(Reuters) – Oil rose on Tuesday, helped by positive news about vaccine trials and a European Union stimulus deal, which took prices to levels last seen when an oil price war erupted in early March between Russia and Saudi Arabia.
Benchmark Brent crude was up $1.27 cents at $44.55 by 1154 GMT, on track for its biggest daily rise since mid-June at around 2.9%. West Texas Intermediate (WTI) gained $1.16 to reach $41.97, its highest daily rise this month at around 2.8%.
Prices were buoyed by an agreement among European Union leaders on a 750 billion euro ($859 billion) fund to prop up their coronavirus-hit economies, lifting prospects for fuel demand.
In other financial markets, world shares and the euro also hit their highest in several months on Tuesday.
The deal allows the European Commission to raise billions of euros on capital markets on behalf of all 27 states, an unprecedented act of solidarity in almost seven decades of European integration.
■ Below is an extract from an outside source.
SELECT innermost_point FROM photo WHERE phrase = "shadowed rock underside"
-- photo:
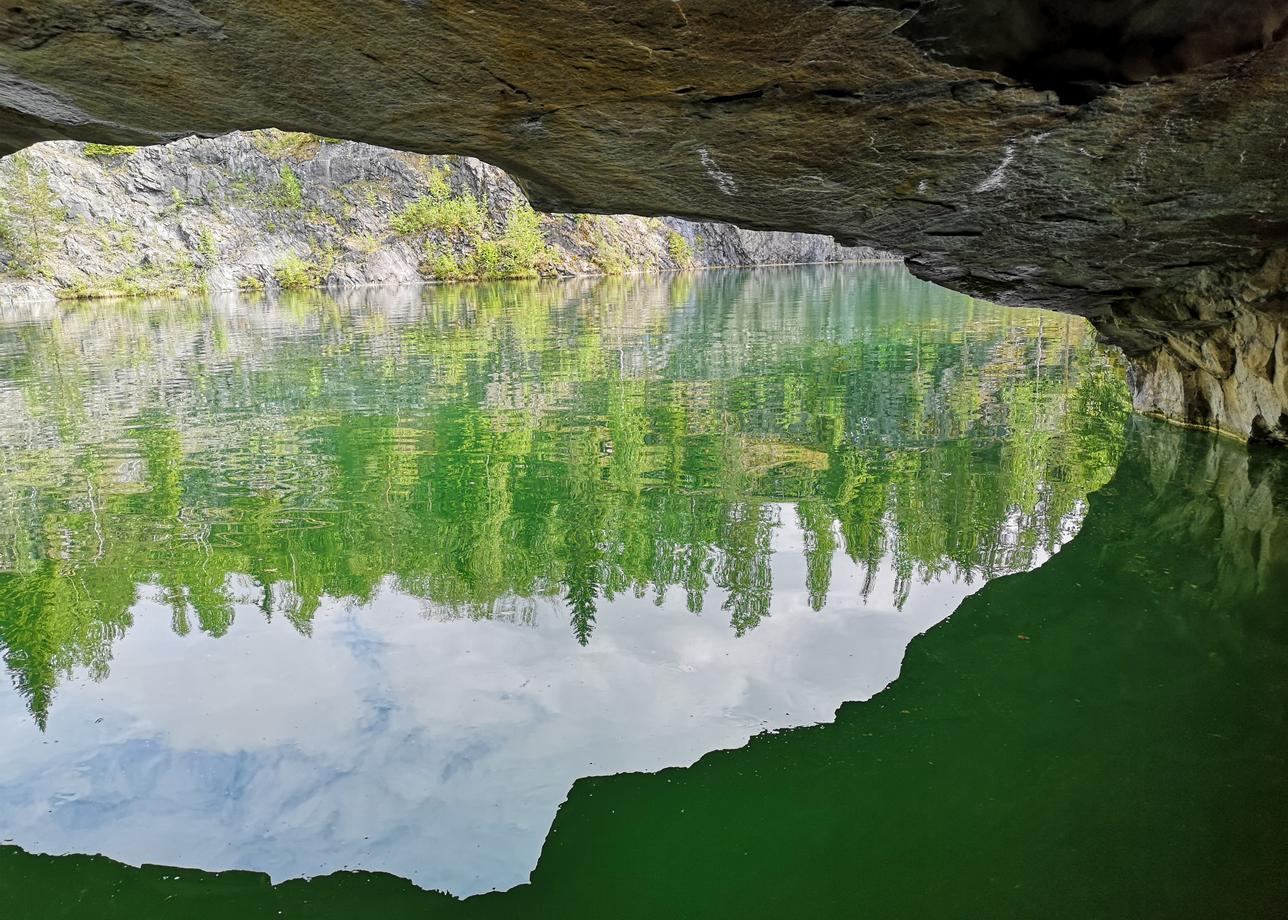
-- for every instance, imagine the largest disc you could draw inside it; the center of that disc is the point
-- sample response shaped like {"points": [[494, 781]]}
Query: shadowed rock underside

Oil prices were also supported by promising virus vaccine data released on Monday, raising confidence that a vaccine may be created even if a global rollout will take time.
In China, some cinemas reopened on Monday after a six-month closure, another sign of recovery in the world’s second-largest economy.
Countries from the United States to India are posting record numbers of infections, while others such as Spain and Australia are battling new outbreaks.
In the first big energy deal since the coronavirus crushed fuel demand, Chevron Corp said it would buy Noble Energy Inc for about $5 billion in stock.
U.S. crude oil stockpiles were seen falling last week, while inventories of refined products are also likely to have dropped, a preliminary Reuters poll showed on Monday.
Industry compiled U.S. crude stockpile data is due at 2030 GMT, while government data is due on Wednesday.